Dans l’appréciation du recours de l’employeur, il doit être tenu compte du fait qu’il n’est pas l’auteur de la commande dont il est le payeur et qu’il n’a pas non plus le choix du prestataire, c’est donc à l’expert d’apporter les éléments pour établir le caractère adapté de sa facturation. L’intérêt d’une telle expertise est d’apporter un éclairage indépendant et pointu dans l’intérêt des salariés et, par là même, de l’entreprise pour analyser des situations qualifiées de risque grave pour les salariés par le CHSCT, de les objectiver le cas échéant et de proposer des solutions et pistes de réflexion pour améliorer les conditions de travail et tarir les situations à risque. L’objet du recours en révision des honoraires ouvert à l’employeur après dépôt et facturation du rapport n’est pas d’apprécier la pertinence du travail réalisé par l’expert, mais doit permettre au payeur de faire valoir ses droits en cas de facturation excessive au regard du travail effectivement réalisé.

Les arguments échangés par les parties pour demander chacun la confirmation et l’infirmation de la décision portent :

– sur le taux journalier facturé qui serait ou non conforme aux standards de la profession et adapté à la prestation fournie en l’espèce ;

– sur le volume de jours facturés au titre de l’intervention – l’employeur précisant que certains entretiens prévus n’ont pas été réalisés et l’expert répliquant avoir dressé la facturation en tenant compte de cet état ;

l’expert faisant valoir sur ces deux points qu’il n’avait pas de connaissance antérieure de l’entreprise ;

– sur la qualité du rapport remis, la discussion portant sur la méthodologie retenue et la qualité du travail qui sont critiquées par l’employeur et défendue par l’expert.

– Sur le taux horaire

Le taux horaire facturé, figurant sur la lettre de mission (p18), s’élève à 1400 euros HT par jour de travail. Il est conforme au taux figurant dans le dossier soumis au ministère du travail pour l’obtention de l’agrément. Néanmoins, le tarif proposé, qui ne fait pas l’objet de l’agrément prévu par les articles R. 4614-6 et suivants du code du travail, et qui est porté à la connaissance de l’employeur avant la réalisation de la mission, ne peut faire échec au pouvoir que le juge tient de l’article L. 4614-13 de ce même code.
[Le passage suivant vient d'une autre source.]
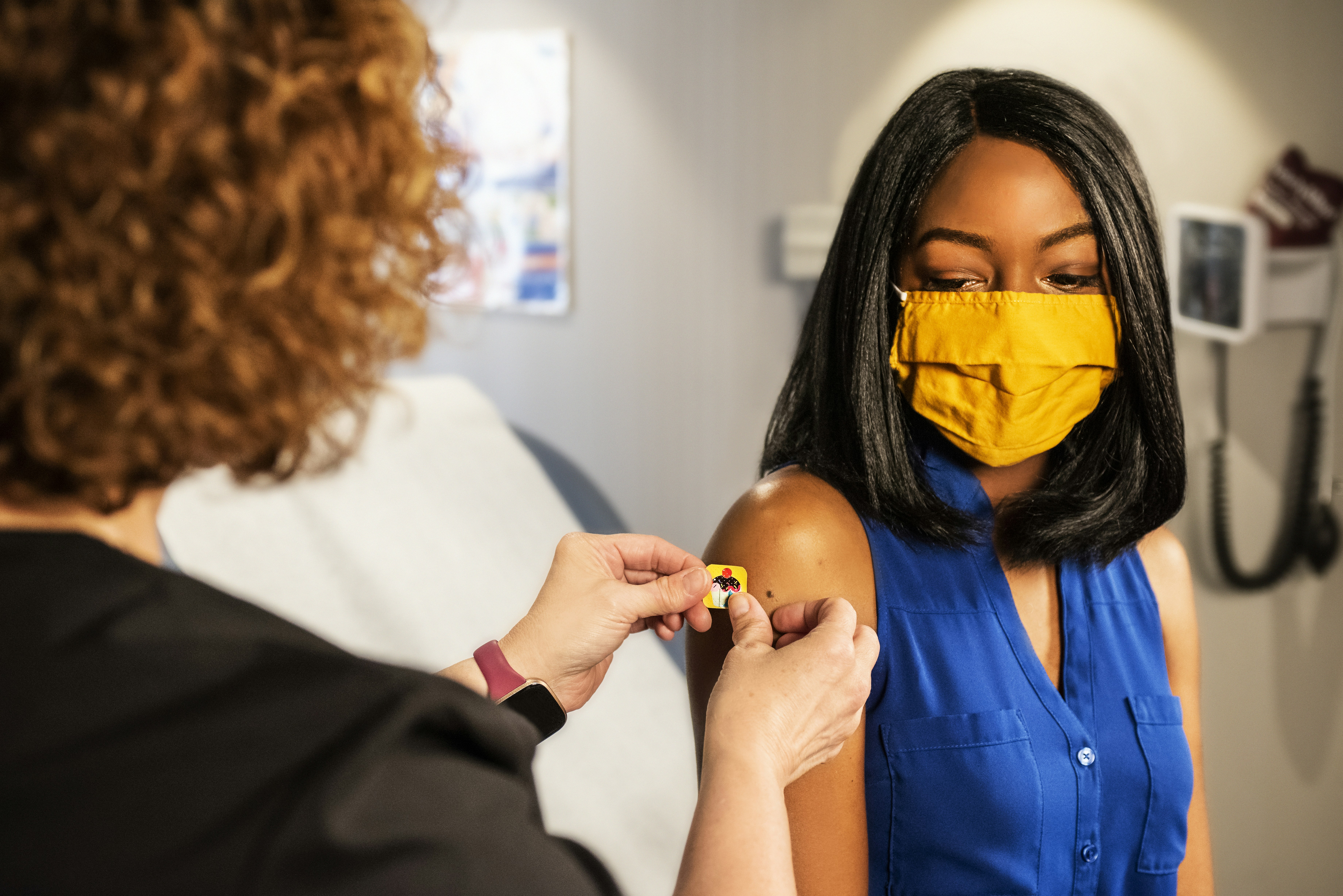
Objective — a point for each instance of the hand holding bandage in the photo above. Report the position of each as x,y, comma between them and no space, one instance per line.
1005,375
Il apparaît que la lettre de mission de la SAS MLC Ergo prévoyait l’intervention de trois personnes :

– Monsieur [Y] [G], directeur des missions au sein du cabinet, en tant que coordinateur et superviseur,

– Monsieur [D] [S], sociologue, en tant que chef de projet (consultant régulier selon le dossier en vue de l’agrément),

– Monsieur [O] [J], psychologue du travail, en tant que chargé d’expertise.
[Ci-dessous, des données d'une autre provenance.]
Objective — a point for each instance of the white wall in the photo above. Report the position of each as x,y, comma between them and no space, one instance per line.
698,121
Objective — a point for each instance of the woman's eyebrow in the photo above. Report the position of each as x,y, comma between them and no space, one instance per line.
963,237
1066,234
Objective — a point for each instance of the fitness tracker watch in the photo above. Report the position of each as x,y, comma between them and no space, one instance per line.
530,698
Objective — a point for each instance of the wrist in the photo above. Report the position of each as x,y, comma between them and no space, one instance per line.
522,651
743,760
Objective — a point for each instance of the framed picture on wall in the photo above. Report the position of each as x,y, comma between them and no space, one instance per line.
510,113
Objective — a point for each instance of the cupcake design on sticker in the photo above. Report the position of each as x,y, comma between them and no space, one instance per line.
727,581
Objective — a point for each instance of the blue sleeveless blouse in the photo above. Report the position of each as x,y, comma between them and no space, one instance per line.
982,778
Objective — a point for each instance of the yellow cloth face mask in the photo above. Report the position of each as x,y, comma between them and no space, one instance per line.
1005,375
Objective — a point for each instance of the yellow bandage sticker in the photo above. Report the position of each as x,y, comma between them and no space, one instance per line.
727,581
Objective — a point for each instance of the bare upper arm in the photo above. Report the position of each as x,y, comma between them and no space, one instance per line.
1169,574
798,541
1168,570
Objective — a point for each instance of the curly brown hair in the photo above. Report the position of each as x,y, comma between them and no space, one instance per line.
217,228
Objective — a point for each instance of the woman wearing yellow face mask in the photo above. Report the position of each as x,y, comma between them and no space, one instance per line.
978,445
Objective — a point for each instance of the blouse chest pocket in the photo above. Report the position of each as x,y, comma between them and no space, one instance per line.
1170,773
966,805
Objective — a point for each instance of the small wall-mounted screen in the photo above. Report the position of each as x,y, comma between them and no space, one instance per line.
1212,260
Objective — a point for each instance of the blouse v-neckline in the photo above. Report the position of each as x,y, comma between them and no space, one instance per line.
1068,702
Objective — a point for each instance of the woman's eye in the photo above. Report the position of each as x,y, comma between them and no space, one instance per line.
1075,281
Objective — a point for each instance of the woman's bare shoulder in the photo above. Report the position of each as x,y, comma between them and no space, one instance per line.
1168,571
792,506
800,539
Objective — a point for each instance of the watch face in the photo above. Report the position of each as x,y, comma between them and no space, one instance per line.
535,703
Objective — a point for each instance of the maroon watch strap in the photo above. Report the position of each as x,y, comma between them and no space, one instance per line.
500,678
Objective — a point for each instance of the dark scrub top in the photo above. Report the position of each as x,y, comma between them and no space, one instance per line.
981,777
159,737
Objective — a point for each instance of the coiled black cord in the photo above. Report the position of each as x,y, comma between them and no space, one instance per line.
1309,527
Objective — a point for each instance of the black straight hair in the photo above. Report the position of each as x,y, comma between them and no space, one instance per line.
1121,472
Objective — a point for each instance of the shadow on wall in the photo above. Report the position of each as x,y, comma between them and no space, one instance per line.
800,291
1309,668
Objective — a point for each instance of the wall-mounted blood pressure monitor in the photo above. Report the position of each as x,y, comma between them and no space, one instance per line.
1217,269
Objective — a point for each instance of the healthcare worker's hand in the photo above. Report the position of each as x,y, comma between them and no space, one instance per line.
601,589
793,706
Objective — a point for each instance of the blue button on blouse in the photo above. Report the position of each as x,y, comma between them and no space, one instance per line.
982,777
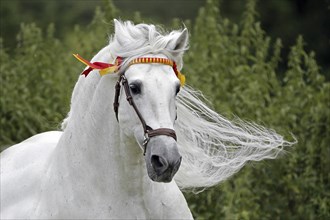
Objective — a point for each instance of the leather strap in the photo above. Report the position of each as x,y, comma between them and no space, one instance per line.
148,131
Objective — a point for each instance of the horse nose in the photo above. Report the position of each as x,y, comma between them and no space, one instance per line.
159,164
162,165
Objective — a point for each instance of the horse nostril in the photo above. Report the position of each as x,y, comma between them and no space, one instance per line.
159,164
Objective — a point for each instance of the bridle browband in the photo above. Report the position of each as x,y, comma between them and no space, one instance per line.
106,68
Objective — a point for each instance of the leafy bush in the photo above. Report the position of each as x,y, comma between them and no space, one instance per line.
237,67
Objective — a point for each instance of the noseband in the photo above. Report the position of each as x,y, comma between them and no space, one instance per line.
106,68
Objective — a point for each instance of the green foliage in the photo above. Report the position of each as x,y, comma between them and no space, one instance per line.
236,66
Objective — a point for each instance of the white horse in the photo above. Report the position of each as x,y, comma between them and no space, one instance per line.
95,167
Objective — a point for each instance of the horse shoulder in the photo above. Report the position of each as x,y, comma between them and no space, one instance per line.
22,168
171,203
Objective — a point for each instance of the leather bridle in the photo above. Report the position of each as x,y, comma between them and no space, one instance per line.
148,131
106,68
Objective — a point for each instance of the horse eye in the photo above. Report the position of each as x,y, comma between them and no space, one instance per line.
135,88
177,90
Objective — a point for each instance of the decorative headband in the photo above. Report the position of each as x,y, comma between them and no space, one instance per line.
107,68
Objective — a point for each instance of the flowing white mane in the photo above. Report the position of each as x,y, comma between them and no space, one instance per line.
212,147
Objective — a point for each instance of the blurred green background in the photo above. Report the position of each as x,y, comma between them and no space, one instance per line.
265,61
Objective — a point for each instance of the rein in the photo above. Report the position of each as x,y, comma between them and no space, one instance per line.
106,68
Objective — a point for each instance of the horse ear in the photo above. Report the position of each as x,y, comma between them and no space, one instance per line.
179,42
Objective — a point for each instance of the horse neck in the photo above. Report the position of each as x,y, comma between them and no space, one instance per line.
92,148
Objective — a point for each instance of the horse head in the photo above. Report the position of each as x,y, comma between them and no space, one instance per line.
148,111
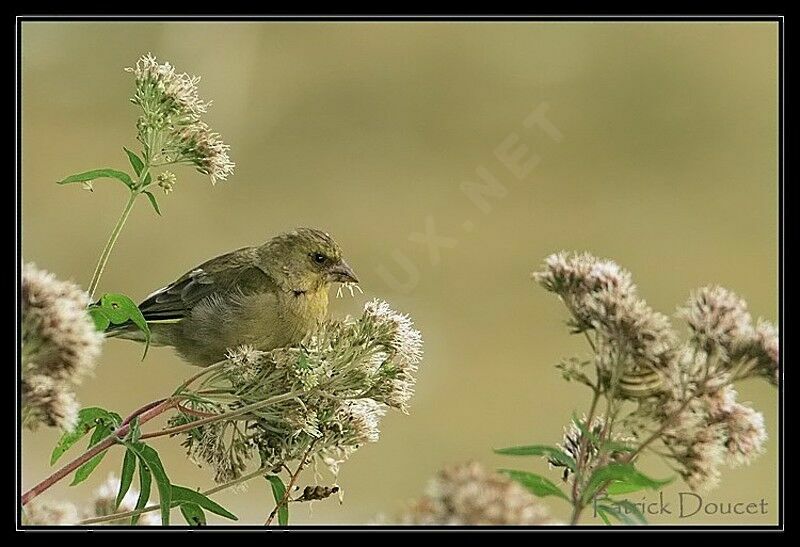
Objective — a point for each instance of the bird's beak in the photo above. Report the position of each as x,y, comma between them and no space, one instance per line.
342,273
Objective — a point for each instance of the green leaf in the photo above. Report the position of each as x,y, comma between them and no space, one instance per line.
145,481
136,163
278,492
585,432
126,477
193,514
82,473
181,495
623,477
151,458
101,320
602,513
134,431
121,309
153,201
88,419
629,508
551,452
87,176
536,484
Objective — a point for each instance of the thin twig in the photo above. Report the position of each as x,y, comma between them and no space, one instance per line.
296,475
222,416
145,414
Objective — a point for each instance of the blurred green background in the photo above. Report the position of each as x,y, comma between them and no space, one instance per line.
667,163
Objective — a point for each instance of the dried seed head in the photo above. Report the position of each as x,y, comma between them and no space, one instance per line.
59,338
468,494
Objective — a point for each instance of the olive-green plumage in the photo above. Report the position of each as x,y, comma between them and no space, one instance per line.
267,297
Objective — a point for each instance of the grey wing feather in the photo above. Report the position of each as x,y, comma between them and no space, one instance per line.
235,272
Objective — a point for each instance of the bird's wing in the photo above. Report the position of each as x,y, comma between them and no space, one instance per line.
235,272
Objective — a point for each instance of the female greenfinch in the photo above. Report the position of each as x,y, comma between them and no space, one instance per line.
267,297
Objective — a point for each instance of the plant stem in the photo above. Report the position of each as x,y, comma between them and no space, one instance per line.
117,516
223,416
101,264
296,475
145,413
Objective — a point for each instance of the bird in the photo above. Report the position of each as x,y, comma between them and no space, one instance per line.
267,296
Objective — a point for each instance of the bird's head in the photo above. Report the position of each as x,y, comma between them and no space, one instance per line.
307,259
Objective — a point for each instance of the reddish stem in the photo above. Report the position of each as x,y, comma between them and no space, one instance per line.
145,413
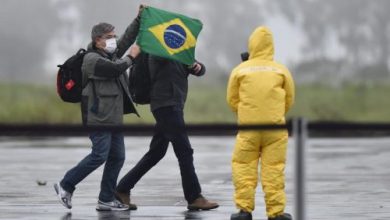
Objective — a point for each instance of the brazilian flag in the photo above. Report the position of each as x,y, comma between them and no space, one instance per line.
168,35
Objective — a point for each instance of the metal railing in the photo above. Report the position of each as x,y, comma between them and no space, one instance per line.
299,128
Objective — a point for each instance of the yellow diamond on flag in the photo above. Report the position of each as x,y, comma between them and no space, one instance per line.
174,36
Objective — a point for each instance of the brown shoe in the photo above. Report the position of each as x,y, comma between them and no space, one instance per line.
202,204
125,199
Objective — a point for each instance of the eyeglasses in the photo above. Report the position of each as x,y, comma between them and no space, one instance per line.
109,36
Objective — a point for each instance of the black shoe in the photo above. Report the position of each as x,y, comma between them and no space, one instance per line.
242,215
285,216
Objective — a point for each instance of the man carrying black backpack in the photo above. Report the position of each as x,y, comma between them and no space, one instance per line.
105,98
167,99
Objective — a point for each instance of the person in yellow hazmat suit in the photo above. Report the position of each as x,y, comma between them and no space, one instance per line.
260,91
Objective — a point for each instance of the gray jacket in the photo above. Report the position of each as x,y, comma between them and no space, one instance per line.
106,96
170,82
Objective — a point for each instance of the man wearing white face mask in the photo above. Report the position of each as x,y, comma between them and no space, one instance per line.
105,98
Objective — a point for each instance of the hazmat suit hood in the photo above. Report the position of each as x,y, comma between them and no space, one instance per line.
261,44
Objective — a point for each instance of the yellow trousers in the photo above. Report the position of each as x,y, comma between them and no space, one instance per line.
270,148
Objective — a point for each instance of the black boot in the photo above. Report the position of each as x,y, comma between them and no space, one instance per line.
285,216
242,215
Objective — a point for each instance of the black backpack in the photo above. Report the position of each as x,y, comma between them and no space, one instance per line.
140,83
69,78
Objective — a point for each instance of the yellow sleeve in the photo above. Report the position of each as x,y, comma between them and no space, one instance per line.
232,96
289,87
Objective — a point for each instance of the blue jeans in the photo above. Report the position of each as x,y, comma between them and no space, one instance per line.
170,127
107,147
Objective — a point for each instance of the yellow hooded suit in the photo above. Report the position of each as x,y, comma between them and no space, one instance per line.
260,91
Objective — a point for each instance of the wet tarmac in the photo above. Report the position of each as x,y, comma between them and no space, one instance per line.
346,179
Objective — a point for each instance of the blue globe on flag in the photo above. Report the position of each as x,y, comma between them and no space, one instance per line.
174,36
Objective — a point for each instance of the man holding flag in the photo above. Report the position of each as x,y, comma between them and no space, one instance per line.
170,40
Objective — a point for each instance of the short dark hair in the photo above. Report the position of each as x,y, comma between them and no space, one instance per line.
100,29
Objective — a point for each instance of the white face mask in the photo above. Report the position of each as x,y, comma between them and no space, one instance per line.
110,45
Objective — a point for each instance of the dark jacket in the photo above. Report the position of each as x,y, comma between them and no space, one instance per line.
170,82
106,97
Les pièces (11 à 18 intimée) établissent que ces deux derniers, à qui la réalisation du travail effectif de l’expertise a été confiée, ont été recrutés spécifiquement pour cette mission, par contrats de travail à durée déterminée à objet défini du 1er décembre 2018. Ces deux professionnels sont diplômés dans des spécialités différentes et complémentaires et disposent d’une expérience professionnelle importante, variée et adaptée aux missions confiées. Les coûts salariaux pour la société intimée se sont élevés pour le premier à 15072,85 euros et pour le second à 11141,59 euros (cumul net imposable + charges patronales figurant sur les bulletins de salaire de décembre 2018 et de janvier 2019). Ces coûts n’incluent pas les prestations de Monsieur [Y] [G], qui occupe un emploi pérenne dans la société et qui n’a été amené qu’à procéder à l’instruction de la demande avec Monsieur [D] [S] (pièce 30 intimée). Le coût de la prestation étant calculé en fonction du nombre de jours de travail des intervenants dont les compétences sont complémentaires et qui sont intervenus de manière cumulative ou conjointe selon les tâches et alors que la prestation financée n’inclut pas que leurs seules rémunérations, une tarification par jour indépendemment de l’intervenant n’apparaît pas critiquable.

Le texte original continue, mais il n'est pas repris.